From Sites to Circuits¶
The Gap¶
A phosphosite is a coordinate — a specific serine, threonine, or tyrosine on a specific protein. A signaling circuit is a causal chain — kinase A activates kinase B, which phosphorylates transcription factor C, which drives gene expression program D. The gap between these two levels of description is where the field's most important unsolved problems live.
Level 1: Sites¶
Mass spectrometry produces a list of phosphosites with quantitative values. This is the raw material. A typical experiment yields 10,000–40,000 quantified sites. Pan-cancer atlases reach 100,000+.

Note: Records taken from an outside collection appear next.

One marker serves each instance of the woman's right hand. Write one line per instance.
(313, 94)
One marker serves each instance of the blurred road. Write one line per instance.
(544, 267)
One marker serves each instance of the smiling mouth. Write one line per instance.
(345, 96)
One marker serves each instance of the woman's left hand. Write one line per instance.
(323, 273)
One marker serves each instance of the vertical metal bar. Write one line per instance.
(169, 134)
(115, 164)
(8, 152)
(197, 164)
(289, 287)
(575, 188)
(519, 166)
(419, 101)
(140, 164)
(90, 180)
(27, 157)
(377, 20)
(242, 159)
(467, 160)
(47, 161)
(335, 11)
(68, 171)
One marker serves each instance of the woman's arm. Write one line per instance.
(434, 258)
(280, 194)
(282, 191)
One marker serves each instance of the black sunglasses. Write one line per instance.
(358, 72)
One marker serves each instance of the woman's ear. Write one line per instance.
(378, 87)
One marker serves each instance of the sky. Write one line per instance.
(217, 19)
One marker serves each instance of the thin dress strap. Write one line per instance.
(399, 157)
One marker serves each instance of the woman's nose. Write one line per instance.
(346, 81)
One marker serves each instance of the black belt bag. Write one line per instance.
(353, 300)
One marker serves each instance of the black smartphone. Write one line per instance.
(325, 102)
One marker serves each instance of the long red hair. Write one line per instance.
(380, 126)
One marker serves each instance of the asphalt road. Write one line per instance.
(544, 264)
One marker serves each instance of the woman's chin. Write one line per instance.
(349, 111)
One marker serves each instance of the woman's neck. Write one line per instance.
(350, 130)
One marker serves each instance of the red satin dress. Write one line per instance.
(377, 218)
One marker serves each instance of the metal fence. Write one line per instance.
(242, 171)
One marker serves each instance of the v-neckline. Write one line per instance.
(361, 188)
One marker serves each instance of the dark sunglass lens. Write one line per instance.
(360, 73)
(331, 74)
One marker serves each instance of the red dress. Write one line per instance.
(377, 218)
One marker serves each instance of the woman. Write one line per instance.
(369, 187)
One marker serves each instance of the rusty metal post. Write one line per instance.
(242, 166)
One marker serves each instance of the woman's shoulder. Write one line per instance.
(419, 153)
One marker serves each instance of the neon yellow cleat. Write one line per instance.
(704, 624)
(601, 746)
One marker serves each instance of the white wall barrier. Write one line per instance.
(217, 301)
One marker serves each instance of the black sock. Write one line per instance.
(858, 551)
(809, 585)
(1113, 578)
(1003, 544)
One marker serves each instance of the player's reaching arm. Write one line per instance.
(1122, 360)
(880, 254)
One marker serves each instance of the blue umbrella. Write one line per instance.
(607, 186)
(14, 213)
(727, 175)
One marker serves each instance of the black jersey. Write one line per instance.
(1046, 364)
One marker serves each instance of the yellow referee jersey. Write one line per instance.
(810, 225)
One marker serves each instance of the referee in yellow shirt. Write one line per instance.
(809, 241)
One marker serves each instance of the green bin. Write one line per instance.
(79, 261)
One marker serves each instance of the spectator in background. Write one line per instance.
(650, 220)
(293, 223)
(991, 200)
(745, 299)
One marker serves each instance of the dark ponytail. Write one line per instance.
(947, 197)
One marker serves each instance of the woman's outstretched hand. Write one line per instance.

At this level, the data is rich but uninterpretable. A phosphosite that increases 3-fold in tumors could be a driver event, a passenger modification, or an artifact of changed protein abundance. Without context, sites are just coordinates.
Tools at this level: MaxQuant, FragPipe, DIA-NN, Spectronaut
Level 2: Kinase Activities¶
Kinase-substrate inference methods aggregate phosphosite changes into kinase activity scores. If many known AKT substrates increase in a sample, AKT is inferred to be active.
This step transforms thousands of sites into scores for tens to hundreds of kinases — a massive dimensionality reduction that enables biological interpretation. But it depends entirely on the quality and completeness of kinase-substrate annotations (see The Annotation Bottleneck).
Tools at this level: KSEAapp, decoupleR, PhosX, INKA, KSTAR
Level 3: Pathways¶
Pathway reconstruction methods connect individual kinase activities into causal signaling networks. Given that AKT is active and mTOR substrates are phosphorylated, these tools infer the AKT → mTOR signaling axis.
This requires prior knowledge about which proteins can interact and which kinases can phosphorylate which targets. Tools like CARNIVAL and COSMOS use integer linear programming to find the most parsimonious signaling topology consistent with the data.
Tools at this level: PHONEMeS, CARNIVAL, COSMOS, CausalPath
Level 4: Circuits and Therapeutic Targets¶
The ultimate goal: a wiring diagram of active signaling in a tumor, with nodes that can be targeted by drugs. If the reconstructed circuit shows that bypass signaling through MET compensates for EGFR inhibition, this suggests adding a MET inhibitor.
Few tools operate at this level, and none do so reliably. The challenge is compounding uncertainty — errors at each level propagate upward. An incorrect kinase-substrate annotation at Level 2 produces a wrong pathway at Level 3 and a misleading therapeutic prediction at Level 4.
Tools at this level: COSMOS (multi-omic), Cao et al. 2024 (phospho-to-drug)
The Compounding Uncertainty Problem¶
Each transition between levels introduces error:
| Transition | Source of Error | Magnitude |
|---|---|---|
| Sites → Kinases | Incomplete annotations, motif degeneracy | High — <5% of sites have kinase |
| Kinases → Pathways | Prior knowledge gaps, context dependence | Medium — well-studied pathways work |
| Pathways → Targets | Pharmacology complexity, resistance | High — biology defeats simple models |
This compounding means that a signaling circuit reconstructed from phosphoproteomics data alone should be treated as a hypothesis generator, not a validated wiring diagram.
What Would Close the Gap¶
- Systematic kinase-substrate mapping at the scale of the KinaseLibrary but in cellular context (not just in vitro motifs)
- Temporal phosphoproteomics capturing signaling dynamics after perturbation, not just steady-state snapshots
- Single-cell phosphoproteomics resolving tumor heterogeneity (current methods average across millions of cells)
- Closed-loop validation where computational predictions are systematically tested experimentally and fed back into models
The field is moving from Level 1 (sites) toward Level 4 (circuits), but the journey is not linear. Each level has its own bottlenecks, and progress at one level does not automatically translate to progress at the next.